God there were things my parents made when I was a kid that were just fucking vile and inedible. Like jello salad. They used green jello, not the red jello like they show here. I don't even know what flavor the green jello was or even if it was jello at all, it was green jello with bits of julienne carrots and cabbage in it and it was disgusting.
About a decade ago I picked up a copy of The Hot Dog Cookbook from '55 or '56. It has about 300 recipes made with hot dogs, including a dessert chapter with hot dog jello.
I have vague horrible memories of meat set in gelatin (aspic) but that might be just something I read about...
good head cheese is great.
it's like, lets grab some of the tastiest bits of an animal, and freeze them in some broth jello.
This is the only kind of food my ex-girlfriend's mother knows how to make. It is vile and awful. And she leaves food out for her cats everywhere, on counters, on the floor, on the chairs, EVERYWHERE.

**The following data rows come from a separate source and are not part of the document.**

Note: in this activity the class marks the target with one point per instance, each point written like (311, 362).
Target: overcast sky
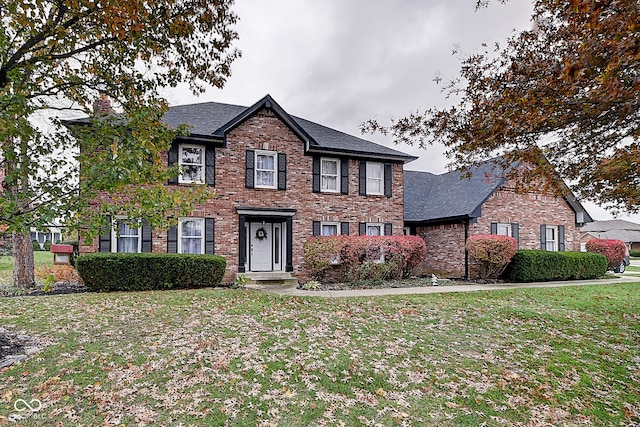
(340, 62)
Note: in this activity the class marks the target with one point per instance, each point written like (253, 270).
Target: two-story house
(279, 180)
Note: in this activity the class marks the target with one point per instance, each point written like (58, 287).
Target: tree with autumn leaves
(566, 91)
(57, 57)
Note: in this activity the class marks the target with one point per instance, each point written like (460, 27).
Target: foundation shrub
(147, 271)
(614, 250)
(354, 258)
(491, 253)
(540, 266)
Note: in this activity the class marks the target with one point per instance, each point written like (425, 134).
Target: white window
(504, 230)
(551, 238)
(375, 178)
(266, 176)
(329, 175)
(375, 229)
(127, 237)
(191, 236)
(329, 229)
(191, 161)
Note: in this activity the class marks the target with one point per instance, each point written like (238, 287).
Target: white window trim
(381, 179)
(273, 154)
(337, 175)
(547, 241)
(506, 226)
(180, 237)
(181, 179)
(115, 236)
(336, 224)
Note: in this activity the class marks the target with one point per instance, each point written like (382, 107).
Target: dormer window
(191, 159)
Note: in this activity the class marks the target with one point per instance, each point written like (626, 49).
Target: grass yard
(40, 258)
(563, 356)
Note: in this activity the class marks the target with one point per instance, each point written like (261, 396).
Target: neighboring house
(279, 179)
(446, 209)
(616, 229)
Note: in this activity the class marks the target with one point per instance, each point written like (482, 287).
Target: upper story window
(330, 175)
(191, 235)
(266, 168)
(375, 178)
(191, 159)
(127, 237)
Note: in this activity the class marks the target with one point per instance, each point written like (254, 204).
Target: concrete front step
(271, 278)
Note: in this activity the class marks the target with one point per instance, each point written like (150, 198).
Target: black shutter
(249, 169)
(316, 174)
(362, 190)
(388, 179)
(344, 228)
(147, 243)
(282, 171)
(344, 176)
(209, 236)
(172, 240)
(362, 228)
(104, 242)
(210, 166)
(173, 159)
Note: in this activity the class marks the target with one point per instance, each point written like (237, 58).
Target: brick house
(279, 180)
(446, 209)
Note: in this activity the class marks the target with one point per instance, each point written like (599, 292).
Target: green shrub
(539, 266)
(140, 272)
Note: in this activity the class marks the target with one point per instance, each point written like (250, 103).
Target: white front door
(265, 246)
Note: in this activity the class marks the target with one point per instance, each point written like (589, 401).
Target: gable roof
(215, 120)
(451, 196)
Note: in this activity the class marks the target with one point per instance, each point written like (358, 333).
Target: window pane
(266, 162)
(329, 229)
(330, 167)
(192, 155)
(265, 178)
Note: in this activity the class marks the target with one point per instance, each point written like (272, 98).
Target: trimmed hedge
(540, 266)
(148, 271)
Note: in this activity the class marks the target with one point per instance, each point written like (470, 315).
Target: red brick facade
(446, 242)
(266, 131)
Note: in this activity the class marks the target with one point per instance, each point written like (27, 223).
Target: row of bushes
(149, 271)
(538, 265)
(355, 258)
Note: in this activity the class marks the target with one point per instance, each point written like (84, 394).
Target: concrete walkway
(292, 290)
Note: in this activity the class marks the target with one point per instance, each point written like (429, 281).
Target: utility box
(62, 254)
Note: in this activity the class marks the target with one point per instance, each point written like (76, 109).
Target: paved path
(292, 290)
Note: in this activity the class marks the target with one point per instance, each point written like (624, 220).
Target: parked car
(623, 264)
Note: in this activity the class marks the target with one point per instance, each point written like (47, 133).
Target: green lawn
(40, 258)
(563, 356)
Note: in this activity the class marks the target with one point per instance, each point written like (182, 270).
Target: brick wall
(266, 131)
(445, 243)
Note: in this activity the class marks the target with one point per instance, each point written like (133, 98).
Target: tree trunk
(23, 276)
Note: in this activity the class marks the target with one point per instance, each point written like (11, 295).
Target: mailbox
(62, 254)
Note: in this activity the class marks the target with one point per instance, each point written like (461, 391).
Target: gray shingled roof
(207, 118)
(429, 197)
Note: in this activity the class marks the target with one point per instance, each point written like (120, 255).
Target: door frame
(278, 215)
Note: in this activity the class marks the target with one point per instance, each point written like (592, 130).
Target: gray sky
(340, 62)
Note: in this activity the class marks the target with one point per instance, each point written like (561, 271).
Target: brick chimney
(102, 105)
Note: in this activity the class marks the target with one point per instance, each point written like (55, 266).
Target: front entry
(265, 245)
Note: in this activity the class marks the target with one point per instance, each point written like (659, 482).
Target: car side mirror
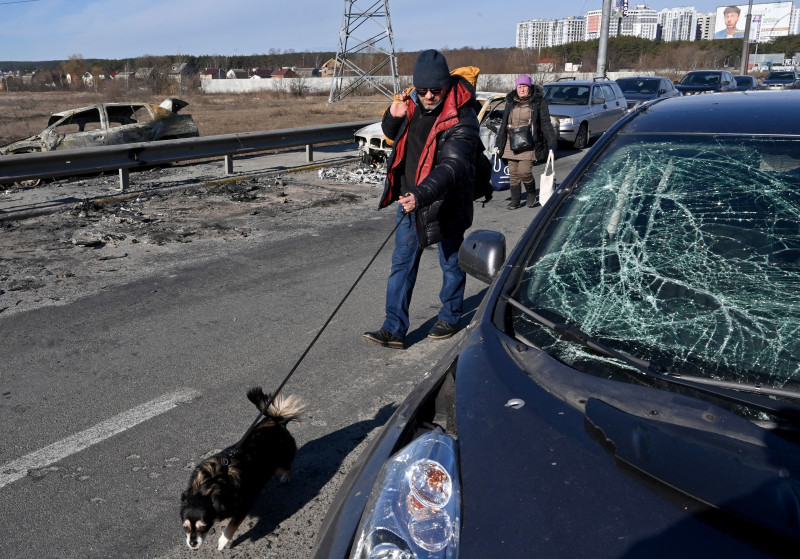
(482, 254)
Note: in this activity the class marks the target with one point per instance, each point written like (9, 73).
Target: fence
(30, 166)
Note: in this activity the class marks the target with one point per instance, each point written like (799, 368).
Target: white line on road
(50, 454)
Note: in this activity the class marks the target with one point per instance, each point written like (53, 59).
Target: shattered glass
(680, 250)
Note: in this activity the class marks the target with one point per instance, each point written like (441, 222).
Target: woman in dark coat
(525, 106)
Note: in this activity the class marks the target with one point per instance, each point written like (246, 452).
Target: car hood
(568, 110)
(540, 480)
(32, 143)
(695, 88)
(640, 96)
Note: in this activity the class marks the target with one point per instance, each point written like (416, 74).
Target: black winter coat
(544, 136)
(446, 173)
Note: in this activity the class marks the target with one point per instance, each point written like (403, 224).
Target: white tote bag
(547, 180)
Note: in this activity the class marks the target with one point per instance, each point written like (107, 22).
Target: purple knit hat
(524, 79)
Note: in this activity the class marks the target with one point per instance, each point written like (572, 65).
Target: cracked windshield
(683, 251)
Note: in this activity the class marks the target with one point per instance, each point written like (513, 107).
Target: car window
(121, 115)
(83, 121)
(659, 254)
(780, 76)
(638, 85)
(701, 78)
(566, 94)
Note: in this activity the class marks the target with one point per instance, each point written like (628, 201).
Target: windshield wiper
(735, 391)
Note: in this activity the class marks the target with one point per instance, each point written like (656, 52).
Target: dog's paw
(223, 541)
(284, 476)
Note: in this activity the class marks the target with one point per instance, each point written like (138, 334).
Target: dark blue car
(706, 81)
(630, 384)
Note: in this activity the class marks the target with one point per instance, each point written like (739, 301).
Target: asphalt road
(108, 402)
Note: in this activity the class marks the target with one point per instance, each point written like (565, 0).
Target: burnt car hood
(540, 478)
(31, 143)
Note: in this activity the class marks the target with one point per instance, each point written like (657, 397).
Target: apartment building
(678, 24)
(539, 33)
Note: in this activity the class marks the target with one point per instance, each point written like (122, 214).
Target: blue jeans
(405, 264)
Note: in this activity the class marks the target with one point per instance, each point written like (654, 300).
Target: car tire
(582, 137)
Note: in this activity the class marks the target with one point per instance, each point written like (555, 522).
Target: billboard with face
(769, 20)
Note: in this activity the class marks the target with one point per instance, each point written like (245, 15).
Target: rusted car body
(109, 124)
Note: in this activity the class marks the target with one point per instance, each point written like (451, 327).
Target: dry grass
(24, 114)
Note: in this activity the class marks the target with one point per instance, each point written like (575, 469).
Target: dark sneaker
(442, 330)
(385, 338)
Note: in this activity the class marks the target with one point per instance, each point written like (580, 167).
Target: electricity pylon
(368, 58)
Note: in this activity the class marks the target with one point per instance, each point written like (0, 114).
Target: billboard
(769, 20)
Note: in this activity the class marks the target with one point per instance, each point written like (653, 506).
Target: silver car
(584, 108)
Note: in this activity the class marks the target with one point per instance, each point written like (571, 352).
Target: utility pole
(746, 41)
(602, 49)
(360, 60)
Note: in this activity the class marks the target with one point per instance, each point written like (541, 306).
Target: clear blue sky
(55, 29)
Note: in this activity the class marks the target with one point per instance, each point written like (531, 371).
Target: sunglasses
(423, 91)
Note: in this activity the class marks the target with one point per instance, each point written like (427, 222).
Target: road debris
(360, 175)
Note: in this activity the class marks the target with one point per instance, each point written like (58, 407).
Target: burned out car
(106, 124)
(629, 384)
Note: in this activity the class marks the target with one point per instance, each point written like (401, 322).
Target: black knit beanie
(431, 70)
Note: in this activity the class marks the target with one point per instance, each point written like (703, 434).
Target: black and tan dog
(225, 485)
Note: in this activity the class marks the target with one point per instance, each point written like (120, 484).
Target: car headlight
(414, 511)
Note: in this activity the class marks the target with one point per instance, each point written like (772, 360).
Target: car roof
(579, 82)
(96, 106)
(741, 113)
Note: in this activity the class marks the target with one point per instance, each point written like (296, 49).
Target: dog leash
(235, 448)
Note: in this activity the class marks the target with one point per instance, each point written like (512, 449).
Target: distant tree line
(624, 53)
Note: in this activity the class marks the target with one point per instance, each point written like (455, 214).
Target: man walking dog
(431, 173)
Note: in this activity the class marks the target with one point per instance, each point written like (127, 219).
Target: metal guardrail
(29, 166)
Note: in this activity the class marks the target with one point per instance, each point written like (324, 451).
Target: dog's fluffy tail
(283, 409)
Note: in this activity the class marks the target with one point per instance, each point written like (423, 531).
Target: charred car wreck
(109, 124)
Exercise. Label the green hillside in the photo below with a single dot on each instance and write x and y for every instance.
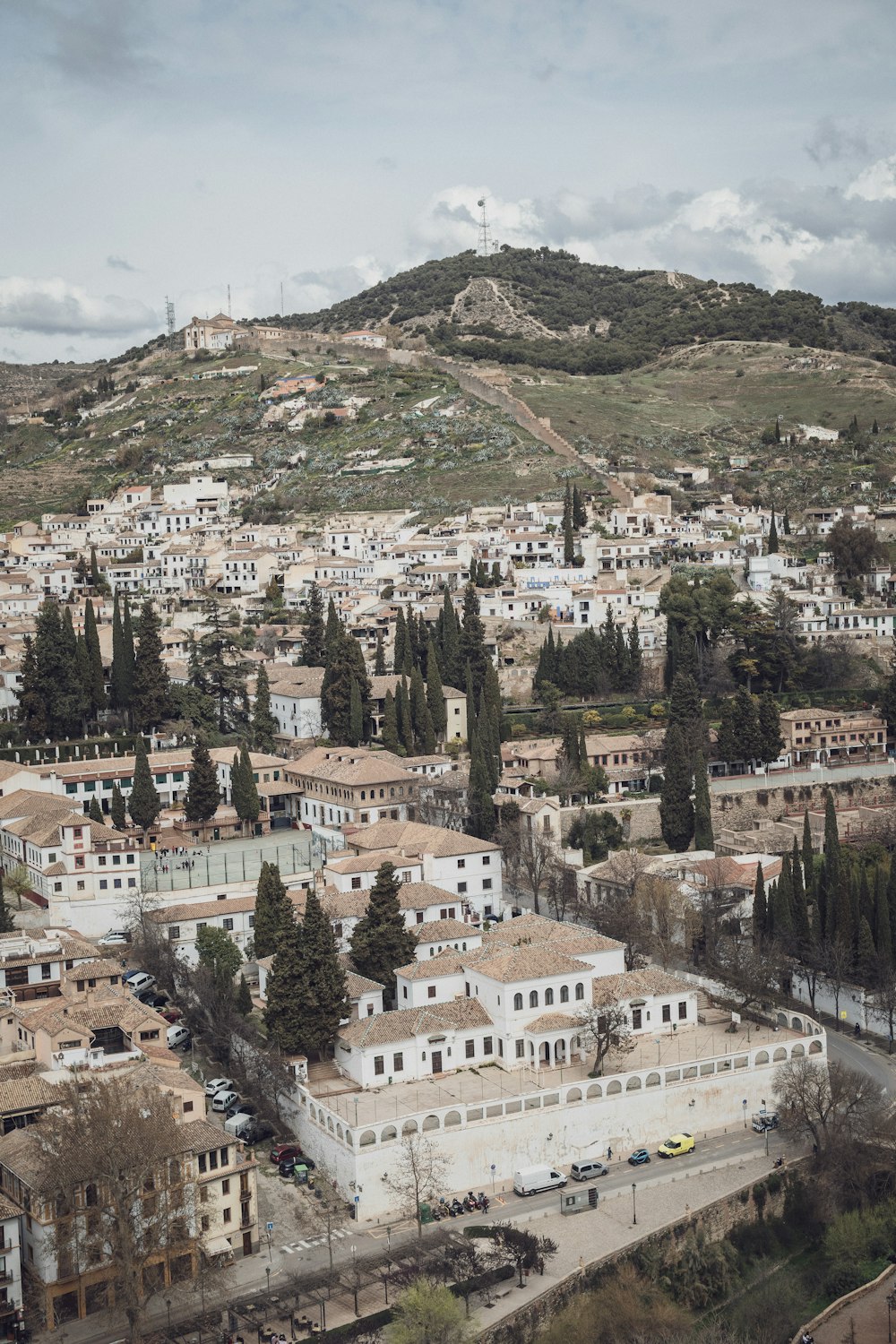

The thing I don't get about hipsters is why they try their hardest to look like a brother and sister. When they are fucking does this never enter their thoughts?
|Crunchy Frog |
That knockoff of a Welsh Rabbit isn't just a 50's thing. Using basic canned soup as a substitute for key ingredients has always figured into "cheap and lazy" cuisine.
Preload is enough of this guy for a lifetime.
Man, 2:46. John Green Jr. over there is really trying to earn himself an ACTING! tag.
My 70's childhood meals consisted of a regular weekly rotation of cube steak, goulash, steak-ums, tuna casserole, le choy chop suey in a can and the occasional chef boyardee pizza. None of which, as an adult, I've prepared at home since.